Conflict of Interest Statement
N. CONFLICTS OF INTEREST; STATEMENTS –
(i) As further defined herein, a conflict of interest occurs when a Director’s obligation to further the Corporation’s charitable purposes is at odds with their own financial interests. Any Director having an existing or potential conflict of interest, including in a contract or other transaction presented to the Board or a Board committee for deliberation, authorization, approval, or ratification shall make a prompt, full, and frank disclosure of the interest to the Board at the earliest possible meeting of the Board after the interest becomes known. In such circumstances, such Director is required to disclose the nature and extent of such Director’s interest and any relevant material facts known to such Director concerning the situation which might reasonably be construed to be adverse to the Corporation’s interest and to answer pertinent questions presented to such Director.
(ii) The Board shall determine, by majority vote, whether the interest disclosed may result in a conflict of interest such that the non-voting and non-participation provisions listed below shall be observed. If a conflict of interest exists, such Director shall not vote on, nor use such Director’s personal influence on nor participate (other than to present factual information or to respond to questions) in the discussions or deliberations with respect to such matters. Such Director shall be required to leave the meeting during the discussion of, and the vote upon, the matter that causes the conflict of interest. Such Director shall not be counted in determining the existence of a quorum during the time such Director is excluded from participation in the portion of the meeting where such matter is under discussion and/or is being voted upon. The minutes of the meeting shall reflect the disclosure made, the vote thereon, and the abstention from voting and participation, and whether a quorum was present. If appropriate, the Board, by majority vote, may appoint a non-interested person or committee to investigate all alternatives to the matter at issue to determine if the matter at issue is: (1) In the Corporation’s best interests and for its own benefit; and (2) Is fair and reasonable to the Corporation. After exercising said due diligence, the non-interested person or committee shall opine and recommend to the Board whether the Corporation cannot obtain a more advantageous transaction or arrangement with reasonable efforts under the circumstances.

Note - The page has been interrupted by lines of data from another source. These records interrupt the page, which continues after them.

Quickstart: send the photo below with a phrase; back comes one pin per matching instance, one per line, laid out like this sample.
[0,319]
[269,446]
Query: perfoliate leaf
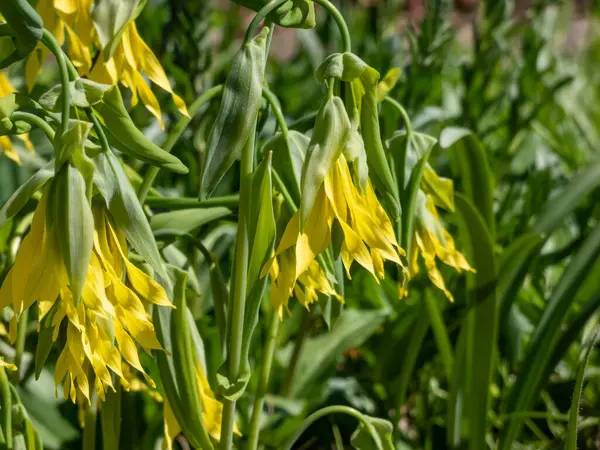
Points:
[237,114]
[84,94]
[363,440]
[111,17]
[186,220]
[127,138]
[24,192]
[74,223]
[332,127]
[125,208]
[288,159]
[292,14]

(iii) The Board shall require annual signed statements from Directors that disclose existing and potential conflicts of interest in a form that tracks guidance issued by the Internal Revenue Service. By signing the annual statement Directors acknowledge that they understand the conflict of interest policy and know that the policy applies to all activities in connection with the Corporation.
(iv) For purposes of this Section, a person shall be deemed to have an “interest” in a transaction, contract, or arrangement or other transaction if the person has, directly or indirectly through business, investment, or family:
(a) An ownership or investment interest in any entity with which the Corporation has a transaction or arrangement or with which the Corporation is negotiating to have a transaction or arrangement;
(b) A compensation arrangement with the Corporation or with any entity or individual with which the Corporation has a transaction or arrangement or any entity or individual with which the Corporation is negotiating to have a transaction or arrangement;
(c) May gain a significant financial or other personal benefit, directly or indirectly, if the contract or transaction is approved; or
(d) A potential ownership or investment interest in, or compensation arrangement with any entity or individual with which the Corporation is negotiating a transaction or arrangement. For these purposes, the term “compensation” includes direct and indirect remuneration and gifts or favors which are substantial in nature.